RF Cafe Forums closed its virtual doors in late 2012 mainly due to other social media platforms dominating public commenting venues. RF Cafe Forums began sometime around August of 2003 and was quite well-attended for many years. By 2012, Facebook and Twitter were overwhelmingly dominating online personal interaction, and RF Cafe Forums activity dropped off precipitously. Regardless, there are still lots of great posts in the archive that ware worth looking at. Below are the old forum threads, including responses to the original posts. Here is the full original RF Cafe Forums on Archive.org

-- Amateur Radio

-- Anecdotes, Gripes, & Humor

-- Antennas

-- CAE, CAD, & Software

-- Circuits & Components

-- Employment & Interviews

-- Miscellany

-- Swap Shop

-- Systems

-- Test & Measurement

-- Webmaster


 Post subject: Be wary and not to disclose the name of your customer ...
Posted: Tue Apr 29, 2008 2:05 pm 
 
Lieutenant
User avatar

Joined: Tue Jun 21, 2005 3:50 pm
Posts: 4
to sale rep & manufacturer's sale manager especially if you're dealing with RFMD Sale group in Torrance, Southern Cal & their distributor Innovation Sales (the Sirenza line). We do product qualification for Space & Mil industries. In one particular job recently, we help to set up spec for burned in, life & electrical test for a potential customer to provide them about 2000 parts annually. I ask for a sample board for a RFMD's particular product to correlate our test fixture to their. The Sale Mgr & their rep came to our office to "help" us out. They asked very detail about my requirements and my customer.
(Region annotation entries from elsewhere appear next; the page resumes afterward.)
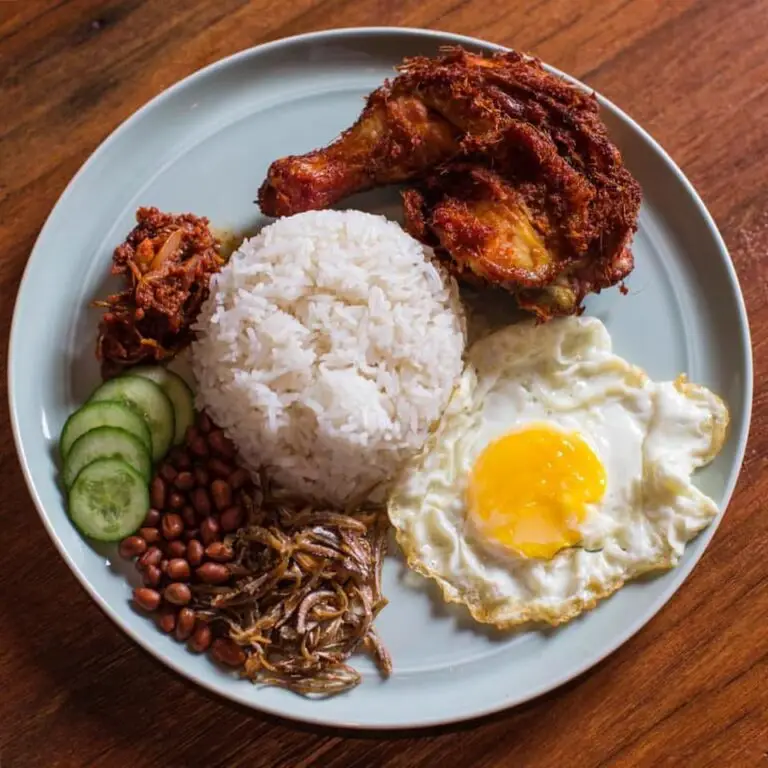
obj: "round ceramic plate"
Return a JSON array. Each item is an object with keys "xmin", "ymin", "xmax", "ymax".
[{"xmin": 9, "ymin": 29, "xmax": 752, "ymax": 728}]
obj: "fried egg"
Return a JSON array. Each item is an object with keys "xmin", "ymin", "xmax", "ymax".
[{"xmin": 388, "ymin": 317, "xmax": 728, "ymax": 627}]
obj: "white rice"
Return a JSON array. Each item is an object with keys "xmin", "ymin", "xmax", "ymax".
[{"xmin": 192, "ymin": 211, "xmax": 465, "ymax": 504}]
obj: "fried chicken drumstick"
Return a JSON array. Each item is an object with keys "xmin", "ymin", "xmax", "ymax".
[{"xmin": 259, "ymin": 48, "xmax": 640, "ymax": 319}]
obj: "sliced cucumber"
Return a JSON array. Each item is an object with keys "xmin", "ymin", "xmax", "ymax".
[
  {"xmin": 59, "ymin": 402, "xmax": 152, "ymax": 459},
  {"xmin": 63, "ymin": 427, "xmax": 152, "ymax": 488},
  {"xmin": 69, "ymin": 459, "xmax": 149, "ymax": 541},
  {"xmin": 89, "ymin": 376, "xmax": 175, "ymax": 461},
  {"xmin": 131, "ymin": 365, "xmax": 195, "ymax": 445}
]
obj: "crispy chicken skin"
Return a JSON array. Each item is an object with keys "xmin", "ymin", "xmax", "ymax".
[{"xmin": 259, "ymin": 48, "xmax": 641, "ymax": 319}]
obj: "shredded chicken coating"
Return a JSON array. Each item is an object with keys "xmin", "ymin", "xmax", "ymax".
[{"xmin": 259, "ymin": 48, "xmax": 641, "ymax": 319}]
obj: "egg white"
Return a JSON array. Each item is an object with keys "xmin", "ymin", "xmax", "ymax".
[{"xmin": 388, "ymin": 318, "xmax": 728, "ymax": 627}]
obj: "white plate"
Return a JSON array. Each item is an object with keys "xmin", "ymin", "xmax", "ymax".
[{"xmin": 9, "ymin": 29, "xmax": 752, "ymax": 728}]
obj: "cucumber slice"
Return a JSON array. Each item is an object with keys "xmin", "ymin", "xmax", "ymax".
[
  {"xmin": 69, "ymin": 459, "xmax": 149, "ymax": 541},
  {"xmin": 59, "ymin": 402, "xmax": 152, "ymax": 459},
  {"xmin": 63, "ymin": 427, "xmax": 152, "ymax": 488},
  {"xmin": 131, "ymin": 365, "xmax": 195, "ymax": 445},
  {"xmin": 89, "ymin": 376, "xmax": 175, "ymax": 461}
]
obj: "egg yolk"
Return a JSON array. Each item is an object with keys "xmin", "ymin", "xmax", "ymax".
[{"xmin": 467, "ymin": 425, "xmax": 606, "ymax": 559}]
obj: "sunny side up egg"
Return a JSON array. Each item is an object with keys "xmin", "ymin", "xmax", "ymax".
[{"xmin": 389, "ymin": 318, "xmax": 728, "ymax": 627}]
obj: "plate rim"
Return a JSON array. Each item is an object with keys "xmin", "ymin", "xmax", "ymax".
[{"xmin": 7, "ymin": 26, "xmax": 754, "ymax": 732}]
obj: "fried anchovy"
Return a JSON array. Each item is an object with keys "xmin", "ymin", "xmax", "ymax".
[{"xmin": 194, "ymin": 482, "xmax": 392, "ymax": 696}]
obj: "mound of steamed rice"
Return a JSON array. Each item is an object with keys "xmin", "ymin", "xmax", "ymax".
[{"xmin": 192, "ymin": 211, "xmax": 465, "ymax": 505}]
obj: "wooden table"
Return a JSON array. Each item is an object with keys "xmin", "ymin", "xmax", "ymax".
[{"xmin": 0, "ymin": 0, "xmax": 768, "ymax": 768}]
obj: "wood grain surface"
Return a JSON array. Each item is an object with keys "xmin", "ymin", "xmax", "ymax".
[{"xmin": 0, "ymin": 0, "xmax": 768, "ymax": 768}]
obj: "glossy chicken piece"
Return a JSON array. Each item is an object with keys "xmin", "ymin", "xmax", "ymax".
[
  {"xmin": 259, "ymin": 48, "xmax": 640, "ymax": 319},
  {"xmin": 259, "ymin": 94, "xmax": 458, "ymax": 216}
]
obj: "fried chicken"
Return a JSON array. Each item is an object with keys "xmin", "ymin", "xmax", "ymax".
[
  {"xmin": 259, "ymin": 48, "xmax": 640, "ymax": 319},
  {"xmin": 95, "ymin": 208, "xmax": 223, "ymax": 378}
]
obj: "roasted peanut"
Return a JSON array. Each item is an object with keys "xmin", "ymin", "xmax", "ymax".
[
  {"xmin": 136, "ymin": 547, "xmax": 163, "ymax": 569},
  {"xmin": 187, "ymin": 539, "xmax": 204, "ymax": 568},
  {"xmin": 211, "ymin": 637, "xmax": 245, "ymax": 667},
  {"xmin": 176, "ymin": 608, "xmax": 196, "ymax": 643},
  {"xmin": 211, "ymin": 480, "xmax": 232, "ymax": 512},
  {"xmin": 207, "ymin": 456, "xmax": 234, "ymax": 480},
  {"xmin": 139, "ymin": 528, "xmax": 160, "ymax": 544},
  {"xmin": 187, "ymin": 621, "xmax": 213, "ymax": 653},
  {"xmin": 173, "ymin": 470, "xmax": 195, "ymax": 491},
  {"xmin": 205, "ymin": 541, "xmax": 235, "ymax": 563},
  {"xmin": 192, "ymin": 488, "xmax": 211, "ymax": 517},
  {"xmin": 141, "ymin": 565, "xmax": 163, "ymax": 587},
  {"xmin": 160, "ymin": 512, "xmax": 184, "ymax": 541},
  {"xmin": 208, "ymin": 429, "xmax": 236, "ymax": 459},
  {"xmin": 144, "ymin": 509, "xmax": 160, "ymax": 528},
  {"xmin": 194, "ymin": 467, "xmax": 208, "ymax": 488},
  {"xmin": 200, "ymin": 517, "xmax": 220, "ymax": 546},
  {"xmin": 228, "ymin": 467, "xmax": 251, "ymax": 491},
  {"xmin": 118, "ymin": 536, "xmax": 147, "ymax": 559},
  {"xmin": 133, "ymin": 587, "xmax": 160, "ymax": 611},
  {"xmin": 167, "ymin": 557, "xmax": 191, "ymax": 581},
  {"xmin": 195, "ymin": 563, "xmax": 229, "ymax": 584},
  {"xmin": 165, "ymin": 539, "xmax": 187, "ymax": 558},
  {"xmin": 181, "ymin": 504, "xmax": 197, "ymax": 528},
  {"xmin": 157, "ymin": 605, "xmax": 176, "ymax": 635},
  {"xmin": 149, "ymin": 476, "xmax": 165, "ymax": 509},
  {"xmin": 163, "ymin": 581, "xmax": 192, "ymax": 605},
  {"xmin": 220, "ymin": 506, "xmax": 245, "ymax": 533}
]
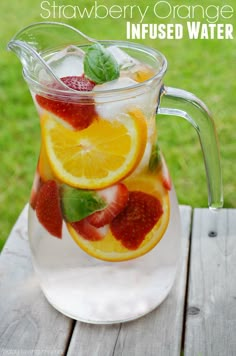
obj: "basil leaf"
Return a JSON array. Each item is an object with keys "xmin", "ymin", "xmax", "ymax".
[
  {"xmin": 84, "ymin": 43, "xmax": 120, "ymax": 84},
  {"xmin": 61, "ymin": 184, "xmax": 107, "ymax": 222}
]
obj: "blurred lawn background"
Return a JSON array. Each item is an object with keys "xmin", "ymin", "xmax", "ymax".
[{"xmin": 0, "ymin": 0, "xmax": 236, "ymax": 247}]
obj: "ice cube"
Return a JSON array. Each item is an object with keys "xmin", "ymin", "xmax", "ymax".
[
  {"xmin": 47, "ymin": 46, "xmax": 84, "ymax": 78},
  {"xmin": 93, "ymin": 77, "xmax": 150, "ymax": 120},
  {"xmin": 107, "ymin": 46, "xmax": 140, "ymax": 70}
]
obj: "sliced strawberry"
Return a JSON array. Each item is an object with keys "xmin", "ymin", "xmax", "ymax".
[
  {"xmin": 29, "ymin": 170, "xmax": 42, "ymax": 210},
  {"xmin": 110, "ymin": 191, "xmax": 163, "ymax": 250},
  {"xmin": 71, "ymin": 218, "xmax": 108, "ymax": 241},
  {"xmin": 87, "ymin": 183, "xmax": 129, "ymax": 227},
  {"xmin": 35, "ymin": 76, "xmax": 96, "ymax": 130},
  {"xmin": 36, "ymin": 180, "xmax": 62, "ymax": 238}
]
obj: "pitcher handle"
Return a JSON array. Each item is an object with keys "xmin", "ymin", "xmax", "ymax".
[{"xmin": 157, "ymin": 86, "xmax": 223, "ymax": 209}]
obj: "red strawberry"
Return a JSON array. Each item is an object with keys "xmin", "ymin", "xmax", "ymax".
[
  {"xmin": 71, "ymin": 218, "xmax": 108, "ymax": 241},
  {"xmin": 110, "ymin": 191, "xmax": 163, "ymax": 250},
  {"xmin": 36, "ymin": 180, "xmax": 62, "ymax": 238},
  {"xmin": 29, "ymin": 171, "xmax": 42, "ymax": 210},
  {"xmin": 35, "ymin": 76, "xmax": 96, "ymax": 130},
  {"xmin": 87, "ymin": 183, "xmax": 129, "ymax": 227}
]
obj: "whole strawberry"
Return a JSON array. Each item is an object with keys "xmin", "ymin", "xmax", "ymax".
[
  {"xmin": 35, "ymin": 76, "xmax": 96, "ymax": 130},
  {"xmin": 35, "ymin": 180, "xmax": 62, "ymax": 238},
  {"xmin": 110, "ymin": 191, "xmax": 163, "ymax": 250}
]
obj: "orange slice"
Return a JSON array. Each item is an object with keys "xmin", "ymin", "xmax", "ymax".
[
  {"xmin": 41, "ymin": 110, "xmax": 147, "ymax": 189},
  {"xmin": 38, "ymin": 142, "xmax": 55, "ymax": 182},
  {"xmin": 67, "ymin": 175, "xmax": 170, "ymax": 262}
]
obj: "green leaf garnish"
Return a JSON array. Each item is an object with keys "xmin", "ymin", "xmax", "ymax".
[
  {"xmin": 84, "ymin": 43, "xmax": 120, "ymax": 84},
  {"xmin": 148, "ymin": 143, "xmax": 161, "ymax": 172},
  {"xmin": 61, "ymin": 185, "xmax": 107, "ymax": 222}
]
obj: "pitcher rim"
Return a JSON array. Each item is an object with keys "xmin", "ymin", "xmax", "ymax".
[{"xmin": 11, "ymin": 21, "xmax": 167, "ymax": 98}]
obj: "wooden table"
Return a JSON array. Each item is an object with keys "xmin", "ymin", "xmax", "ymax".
[{"xmin": 0, "ymin": 206, "xmax": 236, "ymax": 356}]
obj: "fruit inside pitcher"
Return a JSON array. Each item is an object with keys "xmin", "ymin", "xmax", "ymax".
[{"xmin": 30, "ymin": 44, "xmax": 171, "ymax": 261}]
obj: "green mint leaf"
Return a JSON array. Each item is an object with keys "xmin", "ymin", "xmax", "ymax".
[
  {"xmin": 84, "ymin": 43, "xmax": 120, "ymax": 84},
  {"xmin": 61, "ymin": 185, "xmax": 107, "ymax": 222},
  {"xmin": 148, "ymin": 143, "xmax": 161, "ymax": 172}
]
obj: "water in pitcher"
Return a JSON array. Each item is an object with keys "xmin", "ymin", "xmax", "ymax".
[{"xmin": 25, "ymin": 46, "xmax": 180, "ymax": 323}]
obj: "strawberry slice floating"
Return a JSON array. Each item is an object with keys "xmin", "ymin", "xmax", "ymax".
[
  {"xmin": 110, "ymin": 191, "xmax": 163, "ymax": 250},
  {"xmin": 87, "ymin": 183, "xmax": 129, "ymax": 227},
  {"xmin": 35, "ymin": 180, "xmax": 62, "ymax": 238},
  {"xmin": 35, "ymin": 76, "xmax": 96, "ymax": 130},
  {"xmin": 71, "ymin": 218, "xmax": 108, "ymax": 241}
]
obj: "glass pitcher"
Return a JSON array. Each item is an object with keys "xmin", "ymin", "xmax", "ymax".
[{"xmin": 8, "ymin": 22, "xmax": 222, "ymax": 323}]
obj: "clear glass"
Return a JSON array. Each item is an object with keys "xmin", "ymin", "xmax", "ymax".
[{"xmin": 9, "ymin": 23, "xmax": 222, "ymax": 323}]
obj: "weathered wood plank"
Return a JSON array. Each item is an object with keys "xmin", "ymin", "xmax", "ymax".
[
  {"xmin": 0, "ymin": 206, "xmax": 73, "ymax": 356},
  {"xmin": 184, "ymin": 209, "xmax": 236, "ymax": 356},
  {"xmin": 68, "ymin": 206, "xmax": 191, "ymax": 356}
]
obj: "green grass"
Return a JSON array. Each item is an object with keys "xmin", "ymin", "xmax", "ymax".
[{"xmin": 0, "ymin": 0, "xmax": 236, "ymax": 250}]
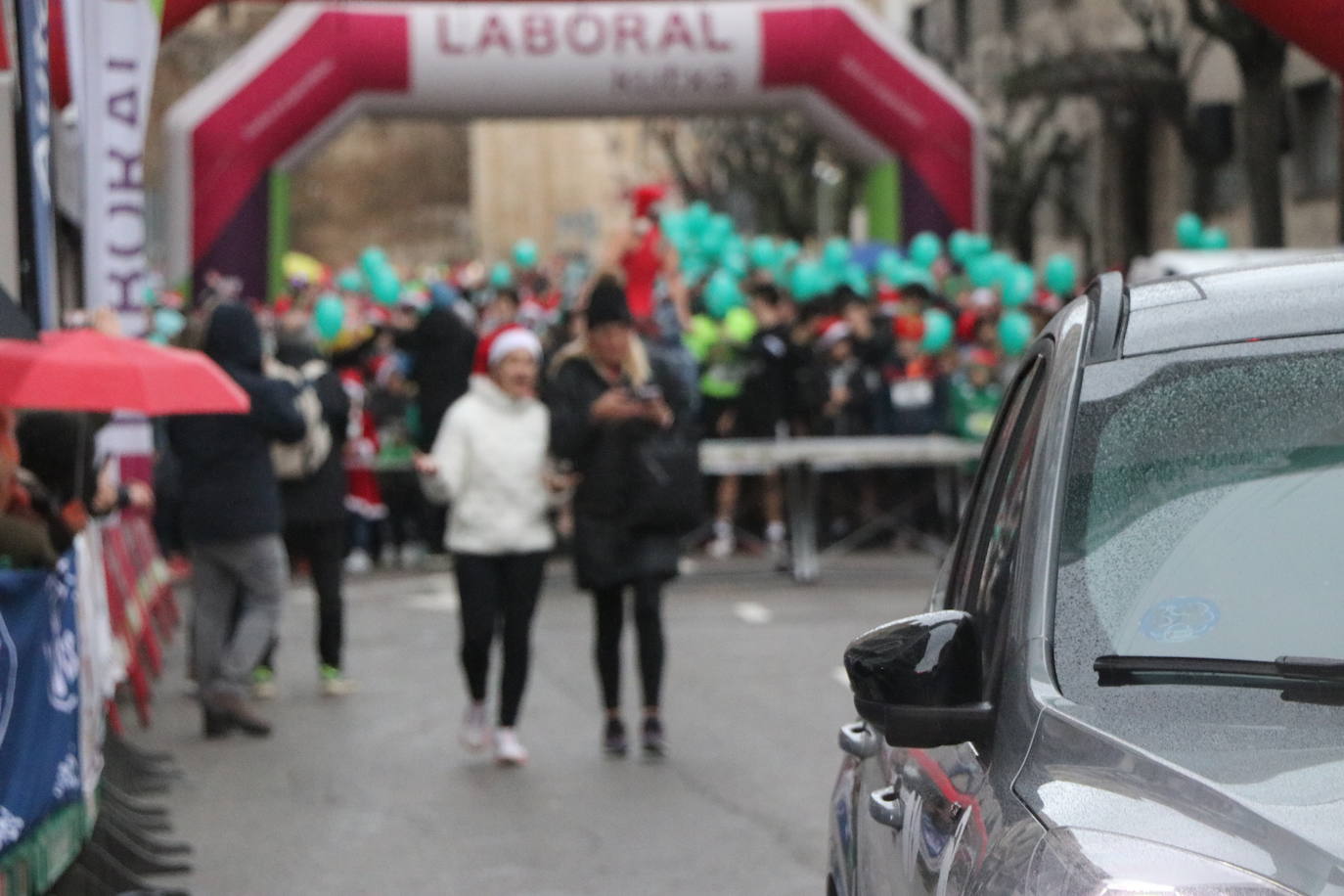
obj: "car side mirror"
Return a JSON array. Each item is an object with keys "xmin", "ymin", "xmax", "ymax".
[{"xmin": 844, "ymin": 609, "xmax": 993, "ymax": 747}]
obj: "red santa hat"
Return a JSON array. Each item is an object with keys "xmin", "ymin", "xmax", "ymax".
[
  {"xmin": 630, "ymin": 184, "xmax": 668, "ymax": 217},
  {"xmin": 471, "ymin": 324, "xmax": 542, "ymax": 377}
]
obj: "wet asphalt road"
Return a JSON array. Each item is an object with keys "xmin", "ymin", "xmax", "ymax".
[{"xmin": 128, "ymin": 554, "xmax": 934, "ymax": 896}]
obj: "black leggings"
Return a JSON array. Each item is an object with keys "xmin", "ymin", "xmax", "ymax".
[
  {"xmin": 453, "ymin": 554, "xmax": 546, "ymax": 728},
  {"xmin": 593, "ymin": 579, "xmax": 664, "ymax": 709}
]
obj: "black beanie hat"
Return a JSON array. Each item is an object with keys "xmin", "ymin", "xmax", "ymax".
[{"xmin": 585, "ymin": 277, "xmax": 630, "ymax": 329}]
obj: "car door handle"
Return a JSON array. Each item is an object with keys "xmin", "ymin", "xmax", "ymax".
[
  {"xmin": 840, "ymin": 721, "xmax": 879, "ymax": 759},
  {"xmin": 869, "ymin": 787, "xmax": 905, "ymax": 830}
]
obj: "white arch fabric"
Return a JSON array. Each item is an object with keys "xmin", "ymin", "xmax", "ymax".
[{"xmin": 166, "ymin": 0, "xmax": 988, "ymax": 291}]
The idea that they might steal from us did cross my mind then but I thought the quantity of parts is very small to their size so I don't think they wouldn't stoop this low. After delivering the sample board, they disappear and fail to follow up. It's very odd I thought because I never met a rep not to follow up. Later I found out, my customer have gone to them. Very unethical. I'm tagging their business cards on my wall to remind me their names & my lesson.


 
   
 
 Post subject:
Posted: Wed Apr 30, 2008 8:56 pm 
 
General
User avatar

Joined: Wed Aug 20, 2003 11:47 am
Posts: 84
Location: Santa Barbara, CA
Ouch! In the sixty's the mantra was "Don't trust anyone over 30". I would bet that these sales guys were all over 30. :roll: (I am waaayyy over 30, btw)

Seriously, I think that customer information should always be treated as confidential. This is especially true if you don't have any sort of contract binding them to you.